Plato on the Fiscal Limits of Government Penalties and Fines c. 360BC


Excerpt from Plato's "Laws" below where he is writing in dialog format about the point at which economic policy should trump jurisprudence in the levying of "penalties" or what we may call "fines" or "fees" or even "taxes" today:
Touching the exaction of penalties, when a man appears to have done anything which deserves a fine, he shall pay the fine, if he have anything in excess of the lot which is assigned to him; but more than that he shall not pay.  And to secure exactness, let the guardians of the law refer to the registers, and inform the judges of the precise truth, in order that none of the lots may go uncultivated for want of money. But if any one seems to deserve a greater penalty, let him undergo a long and public imprisonment and be dishonoured, unless some of his friends are willing to be surety for him, and liberate him by assisting him to pay the fine.
So we can see here, documentary evidence that the ancient Greeks were fully aware of how their fiscal policy of their 'nomisma' system, or what we call today a system of state currency, could effect economic output.
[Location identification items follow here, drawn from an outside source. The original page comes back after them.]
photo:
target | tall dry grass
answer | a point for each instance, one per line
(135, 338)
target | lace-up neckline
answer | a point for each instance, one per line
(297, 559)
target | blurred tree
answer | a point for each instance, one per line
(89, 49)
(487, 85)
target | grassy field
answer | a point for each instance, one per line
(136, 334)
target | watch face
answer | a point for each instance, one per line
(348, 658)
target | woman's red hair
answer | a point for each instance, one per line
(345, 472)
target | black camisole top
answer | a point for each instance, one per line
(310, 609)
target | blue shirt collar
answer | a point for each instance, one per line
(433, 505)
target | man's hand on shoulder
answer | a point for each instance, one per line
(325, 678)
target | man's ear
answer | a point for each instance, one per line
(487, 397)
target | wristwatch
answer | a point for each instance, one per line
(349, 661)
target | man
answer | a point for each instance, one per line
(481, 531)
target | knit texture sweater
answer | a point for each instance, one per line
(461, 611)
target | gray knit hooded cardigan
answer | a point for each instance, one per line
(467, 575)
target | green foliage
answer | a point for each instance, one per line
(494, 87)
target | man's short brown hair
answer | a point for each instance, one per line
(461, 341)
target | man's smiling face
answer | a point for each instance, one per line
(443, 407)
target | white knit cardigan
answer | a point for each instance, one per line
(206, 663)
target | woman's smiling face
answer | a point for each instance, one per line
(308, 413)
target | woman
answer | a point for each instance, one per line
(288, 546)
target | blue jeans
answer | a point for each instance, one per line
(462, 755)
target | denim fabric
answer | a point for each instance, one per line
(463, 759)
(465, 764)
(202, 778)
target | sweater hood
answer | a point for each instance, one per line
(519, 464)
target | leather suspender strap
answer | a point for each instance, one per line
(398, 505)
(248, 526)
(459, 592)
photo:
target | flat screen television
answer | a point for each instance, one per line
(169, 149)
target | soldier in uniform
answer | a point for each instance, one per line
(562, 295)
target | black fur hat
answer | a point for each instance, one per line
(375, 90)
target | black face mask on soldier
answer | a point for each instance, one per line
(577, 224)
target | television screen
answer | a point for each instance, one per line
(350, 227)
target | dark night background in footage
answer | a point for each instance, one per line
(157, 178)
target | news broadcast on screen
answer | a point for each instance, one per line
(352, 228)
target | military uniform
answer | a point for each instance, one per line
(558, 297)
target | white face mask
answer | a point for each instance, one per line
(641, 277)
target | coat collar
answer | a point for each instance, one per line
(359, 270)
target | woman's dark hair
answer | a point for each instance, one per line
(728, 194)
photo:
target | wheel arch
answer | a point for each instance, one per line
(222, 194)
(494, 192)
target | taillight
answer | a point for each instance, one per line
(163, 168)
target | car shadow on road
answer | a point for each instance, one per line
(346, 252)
In this paragraph, Plato is warning that if penalties or fines were called for due to some sort of transgression by an individual, the amount should be limited to only amounts that the transgressor possessed beyond "the lot assigned to him" but no more than that; and futher, the various government officials should take extreme care to make sure that adequate balances should remain in the non-government sector so as to not negatively effect output.

Plato's concern with a fine that would exceed this amount is due to his concern about a corresponding fall in local output "for a want of money" or in half Greek, I would assume "for a want of nomisma".

Fining the transgressor a punitive amount that would render deficient the amount of state currency or "nomisma" in the non-govenment sector required to maintain previous achieved levels of economic output was to be strictly avoided.

Too bad our disgraced morons running fiscal policy today in the west don't know what our Greek ancestors already knew well over 2,000 years ago.

3 comments:

Ralph Musgrave said...

I’m pretty sure Plato also said that democracy wouldn’t work because the people would vote themselves goodies that the country couldn’t afford. Looks like his descendants, present day Greeks, have been doing just that.

Matt Franko said...

I dont know Ralph, it looks to me like present day Greek leadership didnt heed Plato's advice to be extremely careful about maintaining adequate balances of state currency in the non-govt sector to maintain output.

They got into this Euro scheme and now they are suffering from leakages that they seem to not even know what the hell is going on with (morons) ...

They are left with insufficient balances of the new state currency to maintain adequate levels of output and employment.

Plato is probably rolling over in his grave thinking what good was it for me to write all of this up back then if no one ever reads it...

rsp,



y said...

Ralph, that's not really the reason now is it.